Les Indignés passent leur première nuit à La Défense 

Les Indignés à La Défense

Pour ce deuxième jour d’occupation les Indignés étaient nettement moins nombreux que le premier jour, vendredi. Après la confiscation par les CRS et gendarmes mobiles de la trentaine de tentes vendredi vers 21h15, une petite quarantaine d’irréductibles ont dormi sur le parvis toute la nuit sous la pluie sans abri . Sur Twitter, une personne déclarait cette nuit que les forces de l’ordre avaient également pris aux campeurs des bâches et couvertures de survie. Le samedi 5 novembre 2011 pour la deuxième journée, quelques cent protestataires ont rejoint dans l’après-midi la quarantaine de campeurs, à l’appel d’un nouveau rendez-vous donné à 14h toujours devant la Grande Arche. De nombreux badaux venus faire leurs courses aux Quatre Temps et au CNIT, venaient observer le mouvement.
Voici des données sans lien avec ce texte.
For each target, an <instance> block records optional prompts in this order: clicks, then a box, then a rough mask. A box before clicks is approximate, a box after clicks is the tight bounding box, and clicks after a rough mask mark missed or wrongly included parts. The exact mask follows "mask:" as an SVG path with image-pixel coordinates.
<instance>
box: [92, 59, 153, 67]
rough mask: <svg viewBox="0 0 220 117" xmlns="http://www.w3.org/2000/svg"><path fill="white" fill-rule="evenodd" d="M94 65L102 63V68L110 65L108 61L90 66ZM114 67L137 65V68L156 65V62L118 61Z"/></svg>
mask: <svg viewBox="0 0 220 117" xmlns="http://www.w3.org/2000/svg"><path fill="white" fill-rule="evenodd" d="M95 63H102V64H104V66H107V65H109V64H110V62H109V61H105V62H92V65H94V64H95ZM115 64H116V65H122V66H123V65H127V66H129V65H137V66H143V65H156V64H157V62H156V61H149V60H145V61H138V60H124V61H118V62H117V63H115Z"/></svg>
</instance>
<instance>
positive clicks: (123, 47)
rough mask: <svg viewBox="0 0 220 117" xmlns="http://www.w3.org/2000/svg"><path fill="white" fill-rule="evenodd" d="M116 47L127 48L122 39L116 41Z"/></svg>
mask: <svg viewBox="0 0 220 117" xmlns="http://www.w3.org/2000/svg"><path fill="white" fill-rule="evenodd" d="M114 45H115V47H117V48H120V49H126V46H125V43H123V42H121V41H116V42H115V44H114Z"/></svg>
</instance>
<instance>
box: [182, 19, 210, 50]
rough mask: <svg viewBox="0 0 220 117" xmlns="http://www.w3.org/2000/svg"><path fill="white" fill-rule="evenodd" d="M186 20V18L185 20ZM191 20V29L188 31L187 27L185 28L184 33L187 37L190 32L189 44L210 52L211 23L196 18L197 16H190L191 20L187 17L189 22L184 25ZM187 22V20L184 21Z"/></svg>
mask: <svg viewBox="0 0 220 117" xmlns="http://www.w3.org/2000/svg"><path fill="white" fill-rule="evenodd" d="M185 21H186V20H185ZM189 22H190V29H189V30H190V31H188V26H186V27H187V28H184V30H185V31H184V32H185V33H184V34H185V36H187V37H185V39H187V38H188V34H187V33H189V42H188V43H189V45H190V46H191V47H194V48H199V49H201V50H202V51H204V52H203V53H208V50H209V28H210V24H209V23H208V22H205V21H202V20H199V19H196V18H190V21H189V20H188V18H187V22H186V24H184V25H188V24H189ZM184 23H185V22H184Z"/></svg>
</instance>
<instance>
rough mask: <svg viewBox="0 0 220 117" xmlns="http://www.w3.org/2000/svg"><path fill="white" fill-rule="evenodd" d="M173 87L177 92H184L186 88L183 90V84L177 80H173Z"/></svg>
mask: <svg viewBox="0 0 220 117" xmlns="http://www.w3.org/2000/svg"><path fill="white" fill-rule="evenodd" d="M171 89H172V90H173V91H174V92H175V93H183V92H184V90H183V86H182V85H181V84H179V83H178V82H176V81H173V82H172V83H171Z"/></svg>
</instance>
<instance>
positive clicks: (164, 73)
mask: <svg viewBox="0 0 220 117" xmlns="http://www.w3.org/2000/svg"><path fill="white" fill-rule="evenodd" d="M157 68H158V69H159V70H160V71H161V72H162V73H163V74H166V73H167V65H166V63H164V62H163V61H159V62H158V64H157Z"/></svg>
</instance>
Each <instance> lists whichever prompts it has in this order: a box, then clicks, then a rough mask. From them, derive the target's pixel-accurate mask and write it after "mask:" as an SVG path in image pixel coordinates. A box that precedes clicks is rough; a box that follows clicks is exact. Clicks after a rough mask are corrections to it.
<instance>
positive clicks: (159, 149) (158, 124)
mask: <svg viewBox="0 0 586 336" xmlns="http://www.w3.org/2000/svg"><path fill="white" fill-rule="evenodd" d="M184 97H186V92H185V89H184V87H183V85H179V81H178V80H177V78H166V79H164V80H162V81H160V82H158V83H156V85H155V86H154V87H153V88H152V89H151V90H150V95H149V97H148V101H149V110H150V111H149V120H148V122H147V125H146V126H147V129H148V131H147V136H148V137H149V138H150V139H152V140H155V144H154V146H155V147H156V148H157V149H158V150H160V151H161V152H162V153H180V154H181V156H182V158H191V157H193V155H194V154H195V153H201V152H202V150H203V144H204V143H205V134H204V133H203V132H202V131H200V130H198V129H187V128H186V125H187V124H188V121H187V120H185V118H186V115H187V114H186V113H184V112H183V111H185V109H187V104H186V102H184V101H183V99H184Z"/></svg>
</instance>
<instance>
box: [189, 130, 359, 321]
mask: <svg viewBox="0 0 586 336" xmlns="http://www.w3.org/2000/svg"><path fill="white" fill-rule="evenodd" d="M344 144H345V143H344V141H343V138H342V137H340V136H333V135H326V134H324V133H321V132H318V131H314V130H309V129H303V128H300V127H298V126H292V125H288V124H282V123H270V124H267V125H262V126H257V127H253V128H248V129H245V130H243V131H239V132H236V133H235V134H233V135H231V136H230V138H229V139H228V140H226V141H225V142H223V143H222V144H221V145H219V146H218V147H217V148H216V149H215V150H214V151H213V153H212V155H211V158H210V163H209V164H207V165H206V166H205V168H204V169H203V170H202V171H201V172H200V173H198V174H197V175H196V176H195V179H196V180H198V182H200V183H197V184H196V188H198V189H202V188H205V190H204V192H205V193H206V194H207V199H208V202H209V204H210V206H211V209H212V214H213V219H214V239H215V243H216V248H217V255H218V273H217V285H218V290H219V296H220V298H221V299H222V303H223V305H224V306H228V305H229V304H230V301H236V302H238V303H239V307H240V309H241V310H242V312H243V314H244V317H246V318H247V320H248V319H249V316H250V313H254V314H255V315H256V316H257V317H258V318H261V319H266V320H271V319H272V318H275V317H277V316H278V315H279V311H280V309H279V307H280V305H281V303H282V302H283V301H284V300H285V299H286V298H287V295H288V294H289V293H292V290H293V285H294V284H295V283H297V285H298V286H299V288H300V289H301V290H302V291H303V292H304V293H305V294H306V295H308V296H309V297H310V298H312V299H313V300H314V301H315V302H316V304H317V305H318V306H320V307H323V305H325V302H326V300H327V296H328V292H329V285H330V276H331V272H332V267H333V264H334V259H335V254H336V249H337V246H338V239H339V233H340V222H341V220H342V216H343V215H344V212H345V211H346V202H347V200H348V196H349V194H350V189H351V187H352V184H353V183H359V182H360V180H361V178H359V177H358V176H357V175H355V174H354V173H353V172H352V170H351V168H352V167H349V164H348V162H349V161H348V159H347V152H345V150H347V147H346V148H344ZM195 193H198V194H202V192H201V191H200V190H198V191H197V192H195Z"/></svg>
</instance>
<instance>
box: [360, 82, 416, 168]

Toujours très nombreuses les forces de l’ordre gardent à l’œil les Indignés. Des barrages filtrants situés sur le haut du parvis fouillaient systématiquement les personnes pénétrant dans la zone avec des sacs interdisant également toutes tentes. Objectif : Décourager les Indignés sur place et ceux qui les rejoignent. La journée a été calme et aucun incident ne s’est produit contrairement à la veille; certains manifestants discutaient même avec des gendarmes et policiers.

Les Indignés réunis ont débattu –surtout entre gens convaincus- une grande partie de l’après-midi en formant des « groupes de travail » sur différents sujets comme le capitalisme, la dette, l’austérité,… Vers 1h du matin , dimanche une centaine d’Indignés étaient encore sur la place, et pour certains bien décidés à ne pas quitter le parvis pour une deuxième nuit à la belle étoile.

Aucune évacuation du campement précaire n’a été ordonnée; les Indignés de La Défense n’ont pour l’heure aucune protection contre les intempéries et sont équipés de quelques couvertures et d’ alimentation. Aucune précipitation n’est prévue pour la semaine, mais le froid pourrait contraindre certains à abandonner le terrain malgré leur déclaration de vouloir rester jusqu’à ce que que le système change…

Du côté de la police, pas question de laisser le terrain libre; une forte présence policière restera sur place jusqu’à ce que le mouvement se termine. » Le but est de ne laisser aucun campement s’installer sur le parvis, car une fois en place il est encore plus dur de déloger les Indignés », explique un policier.